Credit: Courtesy of TNS.

Does art imitate life or is it the other way around?

Hollywood has long aimed to make the latter true.

Before people could even talk in movies, the silver screen was no stranger to projections of lessons of morality.

“City Lights” (1931) showed we ought not judge a book by its cover, “Metropolis” (1927) warned of the atrocities greed creates, and “Birth of a Nation” (1915) taught us that great filmmaking and extreme racism are surprisingly compatible (a lesson master propagandist Joseph Goebbels learned so well).

If there is any form of entertainment most appropriate for changing hearts and mind, movies are easily the go-to. They have universal appeal and you can get away with being preachy when you ingrain your message into a sparkly popcorn-stuffing spectacle.
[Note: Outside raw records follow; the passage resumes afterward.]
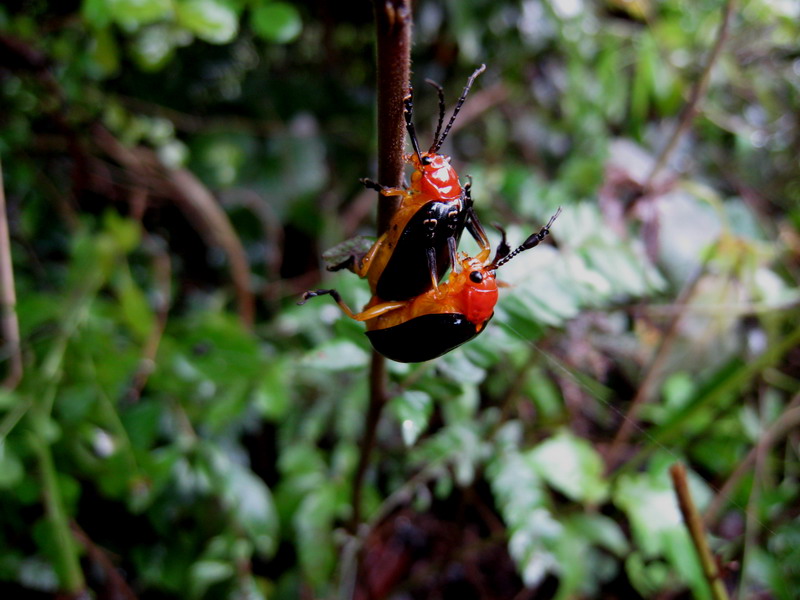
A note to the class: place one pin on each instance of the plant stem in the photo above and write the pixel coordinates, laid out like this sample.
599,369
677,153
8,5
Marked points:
692,105
65,550
393,21
8,299
694,523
And now in 2015, maybe more than ever, these social commentaries are coming to us not from the imaginations of the filmmakers, but from stories of real people and events dramatized into the camera.

Critical and popular attention have been captivated in the past few years by the real-life dramas of “Selma,” “American Sniper,” “12 Years a Slave,” “Dallas Buyers Club,” and “Lincoln.”

Now the art is imitating life.

And if you want your presentation to be allegorical, what better story to convey that with than a true one?

People can’t argue “this isn’t applicable to real life” when it’s a story that comes from real life.

And productions like “12 Years a Slave” and “Dallas Buyers Club” have been considered, to different degrees, “important.” Putting movies on that sort of platform usually comes with a lot of scrutiny.

Often that scrutiny, which often has little to do with the movies’ merits, can derail any potential positives of the movie.

The problem with creating a message out of real life is that real life has a lot of nuances. People have vices that detract from their virtues; events have auxiliary details that smudge a black-and-white picture with a considerable amount of gray.

“American Sniper” got its wide release Jan. 16 and detailed the adventures of America’s deadliest marksman, Chris Kyle. It’s a movie that director Clint Eastwood has called “anti-war” and was aimed at enlightening audiences with the difficult experience of U.S. soldiers.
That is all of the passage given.